Dans la relation parents-enfants, on remarquera que les
parents expriment un profond sentiment d'impuissance face aux comportements
négatifs de leurs enfants. Ainsi, pour des raisons économiques,
sociales ou culturelles, ils ne parviennent pas à stimuler le
développement des compétences de leurs enfants. Certains
craignent d'aborder des sujets « tabous » (les relations
sexuelles, les drogues...) de peur de précipiter l'enfant vers le
passage à l'acte.
· La disqualification sociale : le migrant perd
son statut.
Ce sont le manque de communication et de considération
qui conduisent à la disqualification sociale.

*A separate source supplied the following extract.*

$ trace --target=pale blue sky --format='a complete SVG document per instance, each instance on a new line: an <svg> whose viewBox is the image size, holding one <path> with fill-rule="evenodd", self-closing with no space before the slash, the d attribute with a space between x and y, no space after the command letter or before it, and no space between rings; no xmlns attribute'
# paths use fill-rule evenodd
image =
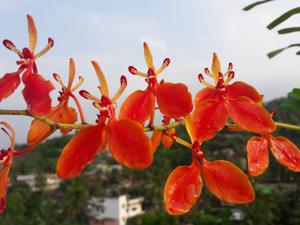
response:
<svg viewBox="0 0 300 225"><path fill-rule="evenodd" d="M216 51L224 70L232 62L236 80L254 85L270 100L299 87L300 57L289 50L269 60L266 53L298 42L299 34L280 36L265 27L298 5L297 1L277 0L250 12L242 11L251 2L0 0L0 39L11 39L20 48L27 45L26 14L31 14L39 32L38 47L44 47L47 37L55 40L54 48L38 61L41 74L48 79L52 79L53 72L67 74L68 59L73 57L78 73L86 80L83 88L98 93L90 65L95 59L102 65L112 92L119 85L120 75L127 75L125 95L146 85L143 79L127 72L129 65L145 70L143 41L149 43L157 64L165 57L171 58L170 68L161 78L185 82L193 94L201 88L197 74L211 64L212 52ZM300 17L295 17L279 28L299 23ZM16 70L15 60L15 55L0 48L2 74ZM25 108L21 89L1 102L1 108ZM94 121L95 111L90 105L84 106L89 121ZM18 126L17 141L25 141L30 119L3 119Z"/></svg>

Les acteurs sociaux ne suffisent pas toujours ou connaissent
trop peu les problématiques des migrants pour répondre à
leurs attentes. Par ailleurs, les migrants ne sont pas toujours à
même de comprendre les acteurs sociaux prêts à les aider.
Dans le pays d'accueil, les enfants possèdent
généralement des compétences linguistiques
supérieures à celles de leurs parents. Ils deviennent les
interprètes familiaux et ont donc accès, parfois très
jeunes, à des préoccupations d'adultes. L'image
idéalisée du parent -en particulier du père- s'effondre.
Au contraire, le statut de l'enfant s'élève mais crée chez
lui une angoisse. L'enfant est conduit à prendre des décisions,
il en profite parfois : il teste, provoque, attend une sanction de ses
parents qui n'en donnent pas.
* 27 Opérario et Fiske
sont chercheurs en psychologie sociale.
* 28 Ici, il faut bien faire
une différence entre « intégrer » et
« assimiler ». En sociologie, selon
Parson, l'intégration constitue une des fonctions du système
social, assurant la coordination des diverses fractions de celui-ci, pour
assurer le bon fonctionnement de l'ensemble. L'assimilation est le processus
par lequel un ensemble d'individus se fond dans un nouveau cadre social plus
large. Le meilleur indice d'assimilation est la disparition totale des
spécificités des assimilés, ce qui implique leur
renonciation à leur culture d'origine, la mise au pas de leur
personnalité et leur atomisation au sein de la société qui
les absorbe.
* 29 POURTOIS Jean-Pierre,
DEMONTY Benoit et JOURET Delphine, « Souffrances affectives,
cognitives et sociales des parents en exil », éditions De
Boeck Université, 2004, page 51 à 60. [en ligne]. Disponible
sur :
www.cairn.info/resumze_p.php?ID_ARTICLE=PP_008_0051
* 30 Marie-Chantale Cacou a
écrit L'entretien clinique dans la consultation de l'enfant en
côte d'ivoire dans la Revue psycho-pathologique africaine,
année 95/96.
* 31 Ferdinand Ezembé
est docteur en psychologie, directeur d'Afrique Conseil.